No momento da abordagem, os agentes encontraram no avião um adesivo da Bolívia, fardos de comida e um GPS com registros de rotas internacionais.

Na mochila do piloto, foram encontradas porções de cocaína, folhas de coca e valores em moeda estrangeira, incluindo dólares, bolívares e pesos colombianos.

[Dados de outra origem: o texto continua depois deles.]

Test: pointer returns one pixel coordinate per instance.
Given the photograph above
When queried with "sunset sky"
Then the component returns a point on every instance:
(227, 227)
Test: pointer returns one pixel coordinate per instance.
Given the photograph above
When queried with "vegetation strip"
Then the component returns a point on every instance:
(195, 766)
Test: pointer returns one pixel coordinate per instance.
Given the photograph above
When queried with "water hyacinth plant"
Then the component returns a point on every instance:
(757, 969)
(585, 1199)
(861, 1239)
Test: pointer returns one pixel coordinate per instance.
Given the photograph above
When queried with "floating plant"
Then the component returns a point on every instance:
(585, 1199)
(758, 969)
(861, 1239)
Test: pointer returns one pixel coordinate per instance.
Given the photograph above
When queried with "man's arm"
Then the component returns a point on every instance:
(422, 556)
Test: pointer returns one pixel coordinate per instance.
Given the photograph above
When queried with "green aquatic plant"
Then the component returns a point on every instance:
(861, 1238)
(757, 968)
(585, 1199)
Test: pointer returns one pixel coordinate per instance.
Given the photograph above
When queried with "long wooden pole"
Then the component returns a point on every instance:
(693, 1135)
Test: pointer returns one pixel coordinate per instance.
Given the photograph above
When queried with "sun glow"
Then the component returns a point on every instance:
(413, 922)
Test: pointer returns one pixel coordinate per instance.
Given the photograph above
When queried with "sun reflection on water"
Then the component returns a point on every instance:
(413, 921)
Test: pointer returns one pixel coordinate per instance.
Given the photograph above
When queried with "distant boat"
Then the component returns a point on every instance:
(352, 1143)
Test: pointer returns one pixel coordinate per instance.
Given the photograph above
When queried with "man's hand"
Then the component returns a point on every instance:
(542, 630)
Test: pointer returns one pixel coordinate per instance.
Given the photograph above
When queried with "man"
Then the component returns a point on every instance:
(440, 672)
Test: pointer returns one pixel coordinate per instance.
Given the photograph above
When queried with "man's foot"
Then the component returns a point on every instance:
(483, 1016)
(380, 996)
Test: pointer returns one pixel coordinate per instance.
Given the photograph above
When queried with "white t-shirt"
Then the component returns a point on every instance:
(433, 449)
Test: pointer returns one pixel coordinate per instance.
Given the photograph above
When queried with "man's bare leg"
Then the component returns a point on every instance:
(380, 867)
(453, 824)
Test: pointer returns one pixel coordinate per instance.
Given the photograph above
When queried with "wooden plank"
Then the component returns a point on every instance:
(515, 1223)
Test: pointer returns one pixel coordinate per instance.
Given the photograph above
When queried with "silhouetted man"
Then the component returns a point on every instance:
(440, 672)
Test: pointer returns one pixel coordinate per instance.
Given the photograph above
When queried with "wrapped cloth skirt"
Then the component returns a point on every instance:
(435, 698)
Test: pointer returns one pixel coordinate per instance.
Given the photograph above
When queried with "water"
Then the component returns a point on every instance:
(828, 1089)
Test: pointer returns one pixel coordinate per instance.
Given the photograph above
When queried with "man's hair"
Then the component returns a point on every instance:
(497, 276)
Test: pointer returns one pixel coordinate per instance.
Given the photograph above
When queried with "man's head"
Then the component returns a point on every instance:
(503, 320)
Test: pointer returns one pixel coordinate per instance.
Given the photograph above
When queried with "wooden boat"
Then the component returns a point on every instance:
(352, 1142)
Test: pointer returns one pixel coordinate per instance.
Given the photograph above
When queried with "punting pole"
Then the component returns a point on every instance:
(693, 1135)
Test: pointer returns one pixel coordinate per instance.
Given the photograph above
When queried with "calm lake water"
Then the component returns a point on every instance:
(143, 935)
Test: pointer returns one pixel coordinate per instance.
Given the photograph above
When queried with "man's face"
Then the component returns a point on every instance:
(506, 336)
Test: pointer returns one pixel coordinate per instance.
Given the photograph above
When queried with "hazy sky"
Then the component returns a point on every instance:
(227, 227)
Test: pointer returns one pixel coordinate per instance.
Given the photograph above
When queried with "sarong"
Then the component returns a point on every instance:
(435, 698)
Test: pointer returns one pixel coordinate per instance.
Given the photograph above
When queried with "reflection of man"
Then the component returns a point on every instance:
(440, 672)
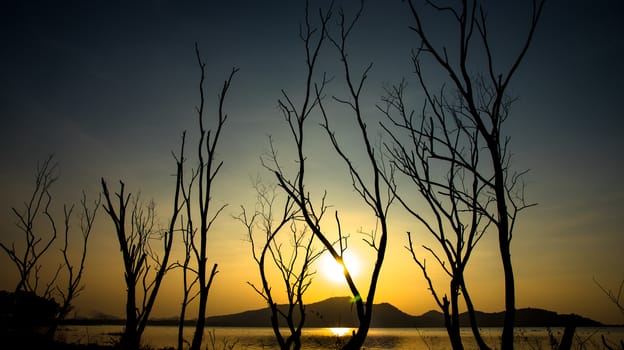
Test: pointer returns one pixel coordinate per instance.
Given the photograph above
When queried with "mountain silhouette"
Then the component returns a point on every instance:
(340, 312)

Um detalhe técnico ajudou a confirmar a ligação de Max Jhonny com o crime: seu aparelho celular conectou-se automaticamente à rede de internet via satélite instalada na aeronave.

Segundo a polícia, Max Jhonny possui um vasto histórico criminal, com passagens e condenações por roubo e crimes contra o sistema financeiro.

A defesa do piloto informou que os fatos ainda se encontram em fase inicial de apuração e não podem ser analisados sob a ótica meramente superficial das circunstâncias da prisão (leia íntegra da nota abaixo).

Nota da defesa de Max Johnny Saraiva Silva Melo

A imprensa, a defesa constituída para a atuação inicial no caso do Max Johnny Saraiva Silva Melo informa que recebeu com serenidade a notícia da veiculação da reportagem acerca da operação realizada no município de Dueré.

Entretanto, é importante destacar que os fatos ainda se encontram em fase inicial de apuração e não podem ser analisados sob a ótica meramente superficial das circunstâncias da prisão. A narrativa que vem sendo construída publicamente não reflete, de forma fiel, a complexidade do caso.

Há elementos relevantes que demonstram que a situação não se apresenta como aparenta em um primeiro momento, razão pela qual a defesa está adotando todas as medidas legais cabíveis para o completo esclarecimento dos acontecimentos.

Reitera-se a confiança no devido processo legal, no contraditório e na ampla defesa, certos de que, ao final, os fatos serão devidamente contextualizados e compreendidos em sua real dimensão.